Inspired by late mediæval rural English parish churches and like its predecessors, this is a low, somewhat stout building strongly anchored to its site. The buttressed corner tower is a forceful mass; it must have seemed almost overwhelming when the church was first built, before the nave was extended three bays to the west and the narthex was constructed in the 1940s. The random-course granite walls recall traditional building materials, but the use of cast-stone trim was an early 20th-century innovation. On the interior, the detail is superb, thanks to the early 20th century’s most talented ecclesiastical outfitters: reredos designed by Bertram Grosvenor Goodhue, wood carving by Irving & Casson, and the stained glass chiefly by the Goodhue, Wilbur Herbert Burnham, and Reynolds, Francis & Rohnstock shops. The earlier glass was designed in greyed tones more common to early English churches, but by the time the nave was enlarged, the taste in glass inclined more toward highly colored French exemplars, so the earlier windows were given brighter glass overlays. Wallis Howe (1868-1960), the principal in charge of the original church, the 1920s parish house to its rear, and the 1940s enlargement, was a son of an Episcopal bishop and thereby well steeped in both liturgy and ecclesiastical form. Between church and parish house is a glass-roof atrium, designed by parishioner William Kite, that deftly creates a central circulation spine that makes the whole complex highly accessible.

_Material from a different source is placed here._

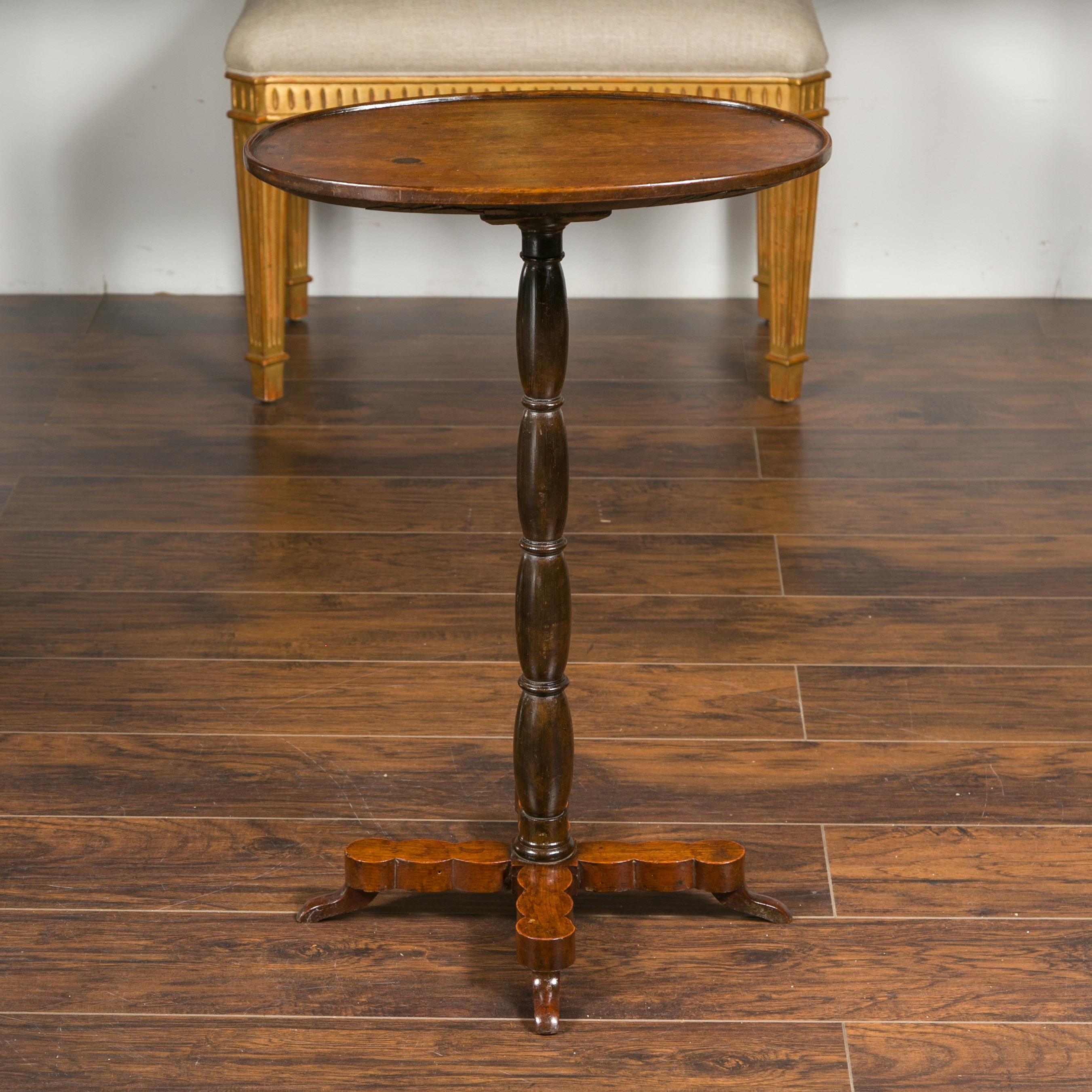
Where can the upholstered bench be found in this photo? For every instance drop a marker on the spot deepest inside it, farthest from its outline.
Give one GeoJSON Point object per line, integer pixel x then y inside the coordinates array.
{"type": "Point", "coordinates": [287, 57]}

— 2010 Festival of Historic Houses Guidebook
Clarke & Howe’s take on late medieval rural English churches shows all the restraint and good taste so appealing to Episcopalians. Howe was the designer in charge of the whole complex: original church (1917), parish house (1925), and sanctuary addition (1946); as a son of an Episcopal bishop of Western Pennsylvania, he was well steeped in both liturgy and architectural form. On the interior, the vocabulary may be Gothic, but the syntax is Colonial Revival, not surprisingly for one of Rhode Island’s greatest practitioners of that style. The detail is absolutely superb, with the reredos designed by Bertram Grosvenor Goodhue, the wood carving by Irving & Casson, and the stained glass chiefly by the Goodhue, Wilbur Herbert Burnham, and Reynolds, Francis & Rohnstock shops. The earlier glass was designed in greyed tones more common to early English churches, but by the time the nave was extended two bays to the west in the mid-1940s, the taste in stained glass inclined more toward highly colored French exemplars, so the earlier windows were given brighter glass overlays. In the 1990s, William L. Kite, a parishioner, designed the glass-roof atrium between church and parish house, deftly creating a central circulation spine that makes the whole complex highly accessible. An unknown masterpiece of the early twentieth-century Gothic, the church is a compelling and comfortable presence on the street.
– 2003 Guide to Providence Architecture
The triptych above the altar at St. Martin’s is by Hildreth Meière. She was a renowned early 20th Century muralist with many important commissions including at Radio City, St. Patrick’s Cathedral, the Nebraska State House and many others. It is notable that she gained these commissions in what was very much a man’s world. Reference to the work should be included in any discussion of St. Martin’s.